The rest of the book relates Lucius often-hilarious misadventures as he passes across Greece from one cruel owner to another, always just a few steps away from a rose bush. As noted above, Apuleius never misses the opportunity to throw a good side-tale into the mix. They generally involve deceit, adultery, cuckoldry, retribution and scatological humor. Arguably, the best of them is that of Cupid and Psyche; like The Golden Ass itself, a cautionary tale about the dangers of curiosity with large dollops of human and divine love, jealousy and vengeance.
Lucius escapes his final captors while waiting to perform an un-natural act with a condemned and degraded murderess as part of a festival and runs off to the beach where, exhausted, he lays down to sleep. There he falls under the spell of the goddess Isis, in the guise of the moon and the rest of the book recounts her leading him to his rosy antidote, his return to human form and his initiation into the mysteries of Isis worship. From there he rises to prominence in Rome as a lawyer and priest of her cult.

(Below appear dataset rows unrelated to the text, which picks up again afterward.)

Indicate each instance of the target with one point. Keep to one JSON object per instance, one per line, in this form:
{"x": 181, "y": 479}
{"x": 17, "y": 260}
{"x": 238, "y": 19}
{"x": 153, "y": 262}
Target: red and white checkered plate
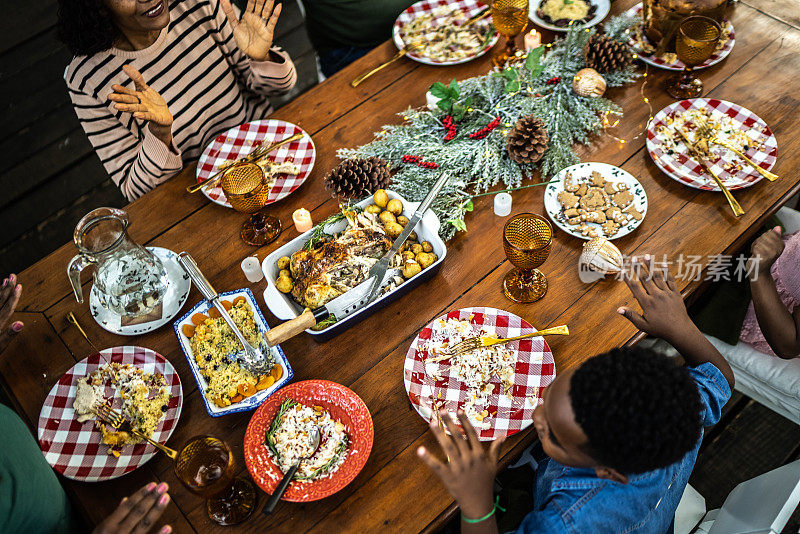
{"x": 678, "y": 165}
{"x": 239, "y": 141}
{"x": 534, "y": 371}
{"x": 74, "y": 449}
{"x": 470, "y": 7}
{"x": 678, "y": 65}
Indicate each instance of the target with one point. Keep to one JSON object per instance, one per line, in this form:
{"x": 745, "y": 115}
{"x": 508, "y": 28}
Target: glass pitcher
{"x": 129, "y": 279}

Probably no novel, much less a magical and “picaresque” tale like the Golden Ass, should be read as a faithful rendering of the times it was written in, but I found several things very striking about the Roman world as portrayed by Apuleius:
- The terrible insecurity of life. No one was safe from witches, vicious highwaymen, cheating husbands and wives, mendacious and lusty priests and, above all, jealous gods and goddesses who could easily be qualified with all of the adjectives just used for humans.
- The baroque thicket of gods, goddesses, myths and magical tales lurking in the classical imagination.
- The sexual urge could be satisfied by and with pretty much anyone or anything. The only shame in any of this for the male was that he be the passive partner in the act.
- Finally, an escape from the chaos of 1-3 above was offered by initiation into a “Mystery Religion” such as those of Isis or Mithra, which demanded moral purity and self-denial and involved a direct personnel experience of the godhead. These religions flourished at about the same time as early Christianity, but were eventually eclipsed by it. Interestingly enough, Apuleius description of an Isiac initiation is the best one that has come down to us from antiquity.
In addition to being a very entertaining read, the Golden Ass is fascinating as a window into our cultural ancestor’s (fictional and real?) world. I recommend it for both reasons.